Saturday, November 27, 2010

'You can't just say I love you, You have to live I love you.'

I could live a life of Marvel, But I choose a life of love.

I sat in the shower today, that is right. I sat.
I didn't have the energy to stand, the strength to stay upright.
So I sat, and felt the water hit my head, run through my hair.

I remember sitting there, thinking. 'Why can't all rain be this warm?'
And for a second, I didn't focus on the warmth washing over my shoulders and spine.
But the sound of the water pounding down on the metal of my bathtub,
the individual drops hitting my palms, and the rest as it seeps in the cracks and folds
of where my legs bend, my head hangs, and my eyes close.

It reminded me of something, the only thing, thought I cannot remember the name;
that I learned in psychology.
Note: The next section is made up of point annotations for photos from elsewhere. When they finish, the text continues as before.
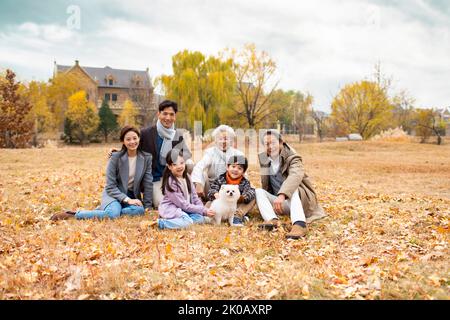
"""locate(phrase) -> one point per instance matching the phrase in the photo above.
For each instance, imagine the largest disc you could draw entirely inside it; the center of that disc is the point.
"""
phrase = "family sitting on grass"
(154, 169)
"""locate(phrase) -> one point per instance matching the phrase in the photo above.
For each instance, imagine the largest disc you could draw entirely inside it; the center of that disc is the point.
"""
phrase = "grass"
(386, 236)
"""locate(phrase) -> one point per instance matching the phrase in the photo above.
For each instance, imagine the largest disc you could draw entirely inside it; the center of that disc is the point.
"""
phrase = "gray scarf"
(167, 135)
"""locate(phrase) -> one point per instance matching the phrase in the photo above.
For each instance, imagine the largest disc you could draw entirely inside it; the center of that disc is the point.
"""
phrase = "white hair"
(223, 128)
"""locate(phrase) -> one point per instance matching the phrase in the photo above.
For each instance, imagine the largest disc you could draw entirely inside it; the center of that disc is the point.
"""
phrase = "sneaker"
(297, 232)
(209, 220)
(237, 222)
(63, 216)
(270, 225)
(316, 216)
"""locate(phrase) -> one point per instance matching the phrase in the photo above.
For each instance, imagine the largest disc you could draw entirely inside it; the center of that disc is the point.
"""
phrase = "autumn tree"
(82, 117)
(108, 121)
(43, 118)
(362, 107)
(16, 127)
(320, 118)
(428, 123)
(129, 115)
(403, 113)
(254, 72)
(201, 85)
(301, 106)
(60, 88)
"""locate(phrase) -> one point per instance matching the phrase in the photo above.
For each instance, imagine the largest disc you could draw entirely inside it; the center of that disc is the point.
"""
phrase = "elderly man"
(286, 188)
(214, 161)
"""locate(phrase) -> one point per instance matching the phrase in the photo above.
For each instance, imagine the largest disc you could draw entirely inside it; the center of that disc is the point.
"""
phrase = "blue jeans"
(187, 219)
(113, 210)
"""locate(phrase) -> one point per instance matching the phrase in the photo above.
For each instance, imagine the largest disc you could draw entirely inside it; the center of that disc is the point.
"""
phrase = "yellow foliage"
(129, 114)
(362, 107)
(83, 116)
The things in our brain we are so used to we turn off.
I hate the things I am used to, I want to learn the things I don't anymore.

I thought I was. I always have been afraid for the things that betrayed me.
Water, you swept me under your waves, depriving me the thing I know best.
To breathe.
And all you boys who broke my heart, who I took a risk to trust, who I put my heart into love.
You took the thing I knew best, the ability, to breathe.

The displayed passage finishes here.